Or, knowing you want to write from a young age
Yesterday, I went and saw Aimee Nezhukumatathil speak at my college, and she told a story about reading a prose poem that changed her life, and helped her decide she wanted to be an English major, not a Chemistry major, in her junior year of college.
Something about these kinds of stories are inspiring, but inevitably alien to me. My decision to be a writer (or rather, my lack of decision) seems less miraculous and destined. I’ve been writing since I was very young, I’ve been an avid reader since before that. Something about the idea that I could have legitimately been anything else is off-putting. I realize that I’ve always wanted this, even when I thought I wanted something else. My favorite book, Inkheart is literally a fantasy about the power of words and stories. There was never a moment where I thought, “This is something I could do.” It was something that, for much of my earlier life, I simply did.
It started with the books.
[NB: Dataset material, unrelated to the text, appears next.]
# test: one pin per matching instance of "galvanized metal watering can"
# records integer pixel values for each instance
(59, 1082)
Legend has it that I began speaking in full sentences before I ever decided to walk. I remember reading several A Series of Unforunate Events in one day while my parents napped. I remember going to the library for all of the events, and reading as many books as I could. I loved it, I loved them. All I want to do with my writing is inspire people the way these texts inspired me. That’s where it began.
My first real story was about my cat, Selvester, being able to turn into an even bigger cat to protect me from unknown danger. It was a few pages long and on my father’s laptop.
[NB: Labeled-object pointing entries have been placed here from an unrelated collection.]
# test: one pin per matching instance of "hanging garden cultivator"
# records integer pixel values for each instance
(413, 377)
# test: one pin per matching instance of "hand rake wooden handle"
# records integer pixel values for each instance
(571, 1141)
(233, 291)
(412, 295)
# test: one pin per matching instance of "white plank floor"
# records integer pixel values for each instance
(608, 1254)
I remember being in band class in middle school, and asking the guy next to me (who happened to be my crush) for details in my story. I’d always ask my friends to read my stories, I’d write bad poetry with cheesy rhymes about how difficult life was for me (probably an early indication that I was both dramatic and not mentally stable, but six years later here I am,s till the same) I didn’t focus as much as I should have.
My best friend and I actually wrote stories together, fanfictions of us and characters that we knew. Sometimes we would just act out stories, using our Littlest Pet Shop animals for the subjects of drama, and murder, and excitement.
Then came House of Insanity, and no, I don’t mean this blog’s URL. House of Insanity was like a mashup of every fantasy creature I could think of; werewolves and dragons and fairies and ghosts all co-existed on this property where there was a council led by a human, the main character’s father. This was my dream project. I inserted myself, until years after where I renamed the character Ever. I inserted my friends and family. I wrote romance, I wrote violence, I wrote tension. This book was everything I had ever wanted with a long, thought out plot. Except for I couldn’t figure out the why. Why did this ‘house of insanity’ place exist? Why did a human have such influence on creatures that could easily overthrow him? Who corrupted one of the other characters to create the dissent that would evolve into full out war on the premises? What creatures wouldn’t I include? And then, as I got older, my character started flirting with her best friend instead of the love interest.
I like to think that one day I would have figured it all out, until I gave my friend a thumbdrive with the file on it. She claims to have returned it, but it’s been lost forever. Part of me thinks that I could rewrite it, because I still remember most of the characters so clearly, but part of me is afraid. I am changed. Would I make it better, or worse? Would I try to make the story so logical as to kill the interest? I gave it up, and tried to move on.
Then things got complicated. I wrote all the time, but with less content. I couldn’t string enough thoughts together with school, and then marching band, and then relationships. I wasn’t spending enough time alone at home, I had too much else to do. It became an excuse not to write, as the paragraphs of ideas gathered as scrap paper in my room. The longer I let them sit, the more I felt out of touch, and it became very difficult to keep up.
NaNoWriMo has kept me on my feet these past few years. Even though I never finish a book, at least once a year I make a valiant attempt to write 50,000 words. It’s kept me working on my next project, but now that doesn’t seem like enough.
So I’m trying to do smaller things. Write a poem, write an article, write a short story. It’s hard. I feel so drained all the time from school, but that itch is always there. I always want to write. I always want to find the story inside of me. That hasn’t ever changed. There won’t be a moment when I realize, “Yes! I am a writer” and will pump out a bestselling novel. I don’t get that moment.
Instead I have lived with that desire, a steady fire in my heart that keeps me optimistic even during my dry spells. It’s what I’ve always done, I think to myself. It’s what I will always do.